John lay looking up at him, “Oh, all right,” he said. “We’ll do that for you, but you needn’t be so upset about it.” He got out of bed slowly, groaning with the stiffness of his muscles. I slid out as carefully as I could so as not to disturb the plaster. Then I looked at John’s hands. They were much improved. “Be all right in a few days,” John said. “Really not bad at all now, they have stopped smarting entirely.” The man above scolded at us. “Time for that later,” he said, “hide the plaster, now, quick.”
“Shut up!” I ordered, “I’ll hide that plaster when and if I get good and ready.”
He replied in a string of Alarian which I judged to be oaths of no mean venom. For a moment he left the hole, probably to tear his hair.
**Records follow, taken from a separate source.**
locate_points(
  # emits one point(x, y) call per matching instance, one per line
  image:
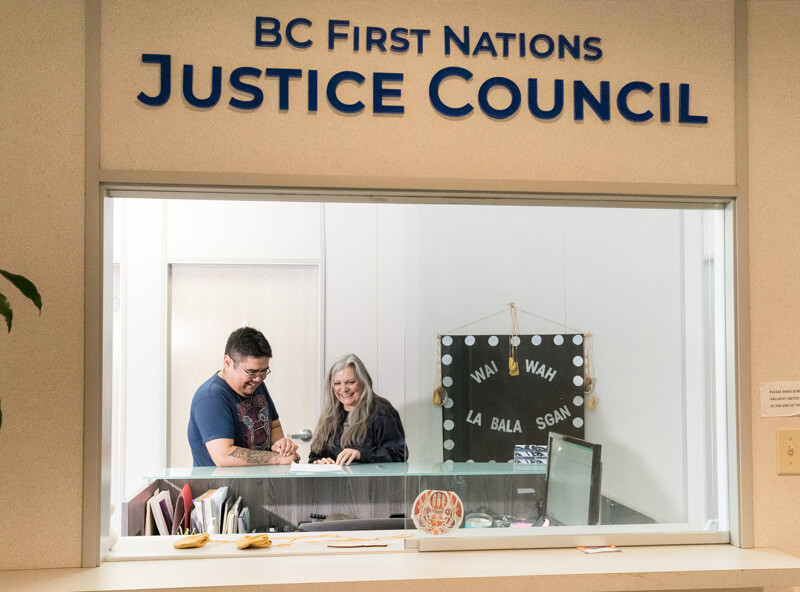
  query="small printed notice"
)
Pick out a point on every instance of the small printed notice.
point(779, 399)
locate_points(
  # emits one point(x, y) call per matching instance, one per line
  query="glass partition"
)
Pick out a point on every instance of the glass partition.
point(486, 326)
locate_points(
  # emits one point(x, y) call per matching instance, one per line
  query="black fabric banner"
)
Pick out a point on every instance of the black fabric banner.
point(488, 410)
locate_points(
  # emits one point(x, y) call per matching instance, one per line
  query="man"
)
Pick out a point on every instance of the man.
point(233, 421)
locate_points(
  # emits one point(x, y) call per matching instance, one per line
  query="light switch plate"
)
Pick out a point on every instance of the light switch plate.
point(788, 452)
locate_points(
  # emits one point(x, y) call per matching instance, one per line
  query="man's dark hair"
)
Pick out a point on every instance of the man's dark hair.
point(247, 342)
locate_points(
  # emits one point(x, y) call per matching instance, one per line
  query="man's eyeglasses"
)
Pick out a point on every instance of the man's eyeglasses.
point(262, 374)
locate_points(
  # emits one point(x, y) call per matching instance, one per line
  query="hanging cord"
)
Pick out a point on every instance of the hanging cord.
point(541, 318)
point(513, 340)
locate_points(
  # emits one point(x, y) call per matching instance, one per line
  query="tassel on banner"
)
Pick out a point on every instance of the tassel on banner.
point(513, 341)
point(439, 393)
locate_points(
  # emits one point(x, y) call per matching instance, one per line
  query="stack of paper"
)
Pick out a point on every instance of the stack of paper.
point(161, 510)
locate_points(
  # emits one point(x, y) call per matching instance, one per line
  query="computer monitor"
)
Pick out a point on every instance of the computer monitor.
point(573, 481)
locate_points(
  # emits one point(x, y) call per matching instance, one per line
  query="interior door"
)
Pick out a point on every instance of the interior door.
point(207, 302)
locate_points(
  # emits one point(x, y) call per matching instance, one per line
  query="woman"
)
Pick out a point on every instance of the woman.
point(356, 424)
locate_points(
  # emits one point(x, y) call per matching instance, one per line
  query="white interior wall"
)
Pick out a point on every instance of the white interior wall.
point(398, 275)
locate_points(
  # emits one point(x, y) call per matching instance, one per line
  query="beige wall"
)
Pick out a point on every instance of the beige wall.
point(41, 177)
point(774, 242)
point(41, 236)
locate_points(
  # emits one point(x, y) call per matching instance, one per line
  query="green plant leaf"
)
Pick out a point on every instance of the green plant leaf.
point(25, 286)
point(5, 310)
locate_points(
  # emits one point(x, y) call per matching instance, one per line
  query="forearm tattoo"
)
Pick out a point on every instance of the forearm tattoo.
point(253, 457)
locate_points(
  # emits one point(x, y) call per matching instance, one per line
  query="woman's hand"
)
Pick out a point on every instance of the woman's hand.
point(347, 456)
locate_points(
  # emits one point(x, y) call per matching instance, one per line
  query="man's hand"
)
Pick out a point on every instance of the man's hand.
point(285, 447)
point(347, 456)
point(285, 460)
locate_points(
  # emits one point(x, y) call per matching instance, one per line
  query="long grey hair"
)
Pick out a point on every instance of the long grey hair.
point(355, 430)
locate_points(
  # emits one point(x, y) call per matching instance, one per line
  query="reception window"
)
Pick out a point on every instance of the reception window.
point(563, 372)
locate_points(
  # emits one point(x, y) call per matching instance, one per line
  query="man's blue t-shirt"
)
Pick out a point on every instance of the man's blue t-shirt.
point(220, 412)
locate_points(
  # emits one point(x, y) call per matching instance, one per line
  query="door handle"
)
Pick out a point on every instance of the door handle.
point(304, 435)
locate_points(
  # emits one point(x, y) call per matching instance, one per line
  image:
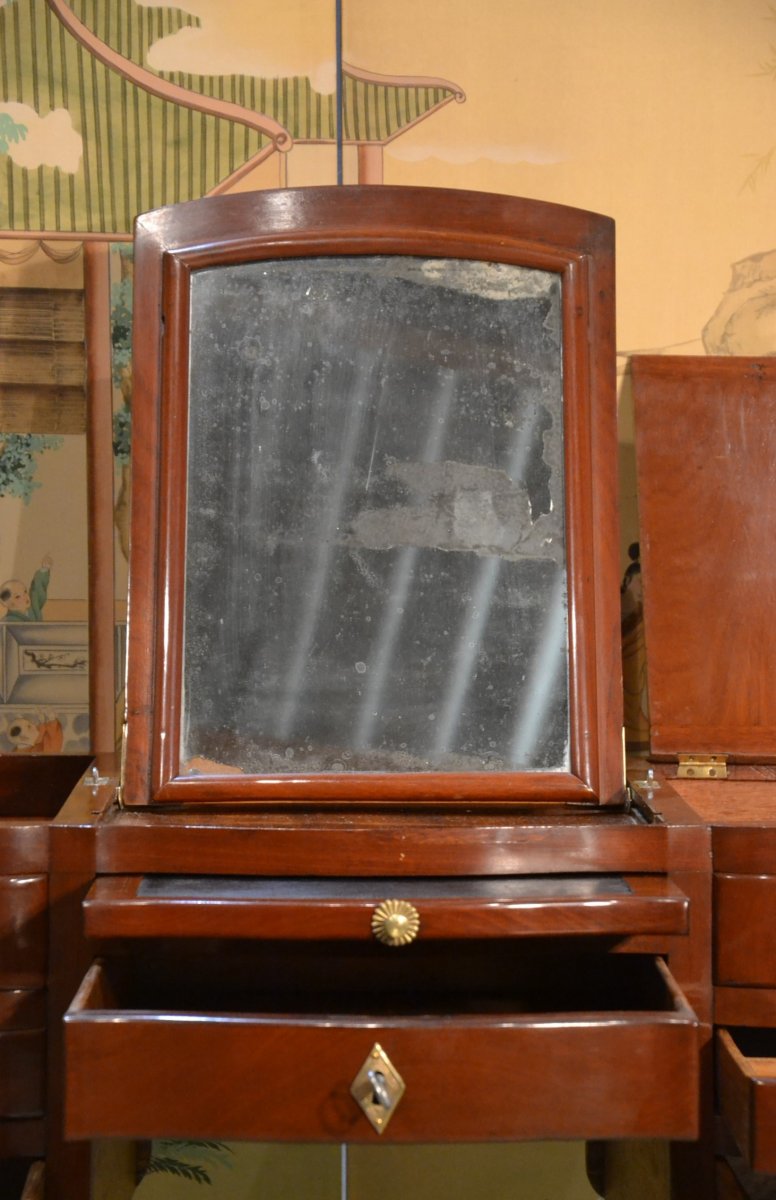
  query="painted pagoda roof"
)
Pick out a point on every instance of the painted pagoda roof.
point(151, 138)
I then rebandaged John’s hands, and when I had finished, the man above was again peering down through his hole and seemed inclined to treat us with less abruptness. At least he was silent while I pulled the bed apart, found two mattresses on it, spread all of the plaster I could gather up between them, and then remade the bed, taking a great deal of trouble to have it look as much as possible as though it had been slept in. My efforts did not satisfy John. He laughed at me, lay down on the bed, and rolled around on it. When he got up again the bed was perfect. It was tumbled just enough.